There’s something refreshing about a big-budget Hollywood blockbuster that avoids the overwhelming grittiness and mindless action that seems so pervasive in American cinema nowadays. While certainly an overblown blockbuster driven by CGI and based off an established brand, Oz: The Great and Powerful is a whimsical adventure that avoids a boring action climax and the generic visual palette of later-day Tim Burton films. Although the film’s main character, the wizard Oz (James Franco) is something of a trickster and ironically pokes fun at the iconography of the Oz world, the film ultimately embraces emotion and sentiment over irony.
Narratively, the film is a fairly conventional hero’s journey. A Kansas magician finds himself in a fantastic world where he must save the kingdom from the workings of a wicked witch. The problem is there are three witches (Mila Kunis, Rachel Weisz, and Michelle Williams) and it’s not immediately clear to Oz who the wicked one is. The magician travels through Oz, gains a motley crew of companions including a flying monkey (Zach Braff) and a porcelain China doll (Joey King), and figures out how to save the world.

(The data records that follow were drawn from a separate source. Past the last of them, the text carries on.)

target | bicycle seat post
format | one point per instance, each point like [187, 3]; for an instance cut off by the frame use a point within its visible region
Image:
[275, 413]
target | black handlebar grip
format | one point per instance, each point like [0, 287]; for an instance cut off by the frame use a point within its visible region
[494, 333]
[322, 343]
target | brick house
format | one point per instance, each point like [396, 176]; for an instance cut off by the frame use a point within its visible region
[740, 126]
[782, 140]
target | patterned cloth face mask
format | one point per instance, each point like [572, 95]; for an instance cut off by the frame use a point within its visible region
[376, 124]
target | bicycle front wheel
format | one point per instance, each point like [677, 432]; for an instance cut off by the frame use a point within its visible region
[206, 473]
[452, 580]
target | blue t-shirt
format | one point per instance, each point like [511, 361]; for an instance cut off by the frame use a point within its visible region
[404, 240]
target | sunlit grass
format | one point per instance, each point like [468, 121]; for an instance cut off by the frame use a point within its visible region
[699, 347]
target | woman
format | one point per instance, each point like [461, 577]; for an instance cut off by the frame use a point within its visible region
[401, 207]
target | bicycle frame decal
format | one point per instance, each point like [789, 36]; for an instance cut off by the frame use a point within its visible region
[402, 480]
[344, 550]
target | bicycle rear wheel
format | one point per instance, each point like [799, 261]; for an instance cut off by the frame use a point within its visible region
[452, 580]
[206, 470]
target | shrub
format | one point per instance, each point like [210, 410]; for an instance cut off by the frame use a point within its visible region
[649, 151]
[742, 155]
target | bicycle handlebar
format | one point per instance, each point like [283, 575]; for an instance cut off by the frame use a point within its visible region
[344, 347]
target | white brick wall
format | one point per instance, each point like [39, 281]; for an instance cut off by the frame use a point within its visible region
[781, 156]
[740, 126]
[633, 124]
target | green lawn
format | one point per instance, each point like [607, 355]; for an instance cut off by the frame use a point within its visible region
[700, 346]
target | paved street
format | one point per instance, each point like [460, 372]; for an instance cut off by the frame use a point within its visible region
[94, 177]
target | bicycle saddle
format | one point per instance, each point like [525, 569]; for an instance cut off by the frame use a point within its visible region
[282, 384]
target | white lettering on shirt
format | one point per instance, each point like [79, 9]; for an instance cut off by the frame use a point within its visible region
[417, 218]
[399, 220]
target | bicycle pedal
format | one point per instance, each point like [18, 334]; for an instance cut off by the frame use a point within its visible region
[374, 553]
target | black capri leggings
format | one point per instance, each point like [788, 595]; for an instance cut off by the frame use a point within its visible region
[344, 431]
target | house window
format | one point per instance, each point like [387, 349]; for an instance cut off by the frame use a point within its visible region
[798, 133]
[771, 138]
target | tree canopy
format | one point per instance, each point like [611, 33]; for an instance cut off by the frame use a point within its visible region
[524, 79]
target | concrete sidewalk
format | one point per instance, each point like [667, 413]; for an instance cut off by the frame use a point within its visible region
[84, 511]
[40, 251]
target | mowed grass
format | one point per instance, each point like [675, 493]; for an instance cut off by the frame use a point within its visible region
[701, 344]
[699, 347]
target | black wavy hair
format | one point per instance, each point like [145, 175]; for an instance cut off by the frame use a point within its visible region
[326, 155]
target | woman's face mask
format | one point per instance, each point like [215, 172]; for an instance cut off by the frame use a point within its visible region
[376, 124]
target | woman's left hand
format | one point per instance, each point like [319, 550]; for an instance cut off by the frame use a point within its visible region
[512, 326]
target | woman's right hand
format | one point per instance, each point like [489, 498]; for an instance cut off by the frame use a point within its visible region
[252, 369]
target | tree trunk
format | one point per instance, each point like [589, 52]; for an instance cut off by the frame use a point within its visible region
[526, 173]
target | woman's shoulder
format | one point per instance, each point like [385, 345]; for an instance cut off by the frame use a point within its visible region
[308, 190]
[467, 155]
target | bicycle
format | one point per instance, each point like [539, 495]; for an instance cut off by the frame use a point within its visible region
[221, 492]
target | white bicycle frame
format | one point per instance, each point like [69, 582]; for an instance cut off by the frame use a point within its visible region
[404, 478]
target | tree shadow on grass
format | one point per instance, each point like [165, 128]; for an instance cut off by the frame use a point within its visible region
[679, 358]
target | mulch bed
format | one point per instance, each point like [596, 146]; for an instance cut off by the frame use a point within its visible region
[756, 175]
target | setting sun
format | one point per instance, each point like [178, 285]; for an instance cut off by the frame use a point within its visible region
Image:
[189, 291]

The twist of this conventional narrative is that the hero is something of a nogoodnik whose journey is not one of discovering his own greatness, but of embracing proper morality. The film ultimately lives or dies on Franco’s performance, and luckily it’s a good one (I had fears of a repeat of his mediocre performance from Rise of the Planet of the Apes). Franco has a bizarre, almost eerie, charisma, and he injects Oz with some genuine wit and charm. Raimi gives the character elements of Ash (Bruce Campbell) from Army of Darkness, where the character’s ordinary modern day contraptions turn out to be wondrous tools and the fantastic elements of the world are treated somewhat suspectly.
More similar to The Hobbit: An Unexpected Journey than Alice in Wonderland, Oz: The Great and Powerful has genuinely astounding visuals. The black and white roadshow style opening credits let you know that Raimi has made the right visual choices. The first 20 minutes or so are in a black and white full frame to emulate the original Oz film, and they’re an exceptionally well-done opening act, following Oz in Kansas in a traveling circus. Of course, once that pesky twister shows up, Oz is whisked away to a magical land and the screen beautifully turns to colour and stretches to 2:35 aspect ratio.
Another strength is that Oz: The Great and Powerful knows how to use CGI. Characters like Finley the flying monkey and the China doll girl are wonderful animated creations, tactile and with plenty of character. Even the 3D serves the film well. Raimi uses the technique wisely in the opening minutes where the 3D interacts with the edges of the 1:33 aspect ratio.
Unfortunately, Oz: The Great and Powerful also has some tenuous links to the original Wizard of Oz film. This is due to MGM holding the rights to the original film, and thus, much of its iconography. Disney had to be careful to avoid repeating imagery from the classic film, which is too bad. Some of the film’s visual missteps are off-putting differences between the original and this one, like the tone of the wicked witch’s green skin, for example, or the way Oz’s projected floating head looks.
Oz: The Great and Powerful is nowhere as iconic or whimsical as The Wizard of Oz, but by the film’s climax, I found myself surprisingly wrapped up in its happenings. It’s funny, exciting, gorgeous, and understands the light touch necessary of a story of its kind. Not all of its acting may be perfect (Mila Kunis seems miscast) and it would have possibly been better if it was a musical, but it has got more heart and imagination than most big-budget Hollywood spectacles hitting multiplexes these days.
Oz: The Great and Powerful (2013)
Directed by Sam Raimi; written by Mitchell Kapner and David Lindsay-Abaire based off The Wonderful Wizard of Oz by L. Frank Baum; starring James Franco, Mila Kunis, Rachel Weisz, Michelle Williams, Zach Braff, Bill Cobbs, Joey King, and Tony Cox.